# Jax is almost 4 yrs and rescued him 1.5 yr ago.



## rosevillegirl (Apr 8, 2016)

I've gone round and round trying to get him to eat he will for awhile and then no he turns up his nose even with cooked chicken breast etc.
I'm wondering is it possible for him to cause his periodic diarrhea just cause he's so sensitive and nervous at time? He is so smart and unique from any other dogs I've owned, but also very, very sensitive he only weighs 4.5lbs love him to death and regardless he has a forever home with me...
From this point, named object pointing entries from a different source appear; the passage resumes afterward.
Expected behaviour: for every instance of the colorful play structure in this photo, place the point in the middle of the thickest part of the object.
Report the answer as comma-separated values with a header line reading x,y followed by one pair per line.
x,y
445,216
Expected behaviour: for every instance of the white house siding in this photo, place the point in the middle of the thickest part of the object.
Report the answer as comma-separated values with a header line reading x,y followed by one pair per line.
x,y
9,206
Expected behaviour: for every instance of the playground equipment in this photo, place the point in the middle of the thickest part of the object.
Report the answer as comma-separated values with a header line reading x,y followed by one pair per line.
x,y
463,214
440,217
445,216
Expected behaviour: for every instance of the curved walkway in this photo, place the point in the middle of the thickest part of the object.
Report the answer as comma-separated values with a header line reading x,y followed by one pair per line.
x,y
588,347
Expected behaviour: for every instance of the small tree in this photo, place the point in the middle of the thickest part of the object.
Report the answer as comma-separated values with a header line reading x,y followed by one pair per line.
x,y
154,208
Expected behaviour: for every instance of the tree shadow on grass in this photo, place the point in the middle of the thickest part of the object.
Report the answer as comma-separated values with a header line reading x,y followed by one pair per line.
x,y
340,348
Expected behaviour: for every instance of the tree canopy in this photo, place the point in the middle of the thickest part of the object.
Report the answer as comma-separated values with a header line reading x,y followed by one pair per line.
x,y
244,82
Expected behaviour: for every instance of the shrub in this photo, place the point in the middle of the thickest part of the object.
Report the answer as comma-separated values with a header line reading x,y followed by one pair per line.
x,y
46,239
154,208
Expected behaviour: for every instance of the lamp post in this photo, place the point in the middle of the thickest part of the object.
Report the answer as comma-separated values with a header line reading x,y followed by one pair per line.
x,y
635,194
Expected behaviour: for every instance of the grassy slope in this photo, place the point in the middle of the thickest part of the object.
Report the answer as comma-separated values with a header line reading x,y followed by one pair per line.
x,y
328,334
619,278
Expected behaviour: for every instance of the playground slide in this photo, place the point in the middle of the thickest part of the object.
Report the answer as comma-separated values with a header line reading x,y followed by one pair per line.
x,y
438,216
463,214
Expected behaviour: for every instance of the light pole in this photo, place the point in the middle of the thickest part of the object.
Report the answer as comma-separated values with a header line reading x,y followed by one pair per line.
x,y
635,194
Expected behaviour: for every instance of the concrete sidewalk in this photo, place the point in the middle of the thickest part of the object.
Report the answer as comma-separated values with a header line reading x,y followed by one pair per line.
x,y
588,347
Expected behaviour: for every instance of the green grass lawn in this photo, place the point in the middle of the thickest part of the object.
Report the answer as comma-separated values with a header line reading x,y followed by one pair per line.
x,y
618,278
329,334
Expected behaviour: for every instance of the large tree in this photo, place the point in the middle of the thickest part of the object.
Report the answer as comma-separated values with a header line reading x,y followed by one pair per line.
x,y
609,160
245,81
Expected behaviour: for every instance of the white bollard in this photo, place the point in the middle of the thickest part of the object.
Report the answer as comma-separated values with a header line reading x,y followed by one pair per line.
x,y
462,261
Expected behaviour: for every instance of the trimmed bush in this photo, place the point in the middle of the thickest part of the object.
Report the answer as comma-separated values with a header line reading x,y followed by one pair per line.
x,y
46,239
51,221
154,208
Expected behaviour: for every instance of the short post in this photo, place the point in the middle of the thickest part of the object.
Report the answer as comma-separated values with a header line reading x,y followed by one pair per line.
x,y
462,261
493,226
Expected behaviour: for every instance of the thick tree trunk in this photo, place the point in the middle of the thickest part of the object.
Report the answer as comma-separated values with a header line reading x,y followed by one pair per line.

Sent from my iPad using Tapatalk


----------



## susan davis (Mar 25, 2011)

It sounds like Jax has a digestive problem. No appetite with diarrhea usually means something isn't right. If he is refusing chicken, then he really doesn't feel well!! Have you got something of a record/journal on his bouts of distress? If you record the dates of his diarrhea, you might just see something that sets him off. What do you do when he gets like this? How long does it last? How many times does he have diarrhea in a day? That all will help a vet decide what treatment, if any, is needed. I have a chi that has a loose stool every once in a while. I usually don't do any thing, except make sure she is still drinking. It is over in a day.


----------



## rosevillegirl (Apr 8, 2016)

Yes the amount is only one time with diarrhea every 2 mos
And he will eat as long as it's a treat that he loves drinks water fine also but he is very high strung and when this happens he knows he's made a mess and I assure him it's ok maybe the behavior is a reason he ended up at the spca.


Sent from my iPad using Tapatalk


----------



## susan davis (Mar 25, 2011)

I think this is probably 'idiopathatic' diarrhea. Meaning there can't be a real diagnosis. It just happens. I would just ignore him as you clean up the mess. Don't make noises, like 'Oh its OK', or Oh dear, poor puppy. Just clean it up and go on. 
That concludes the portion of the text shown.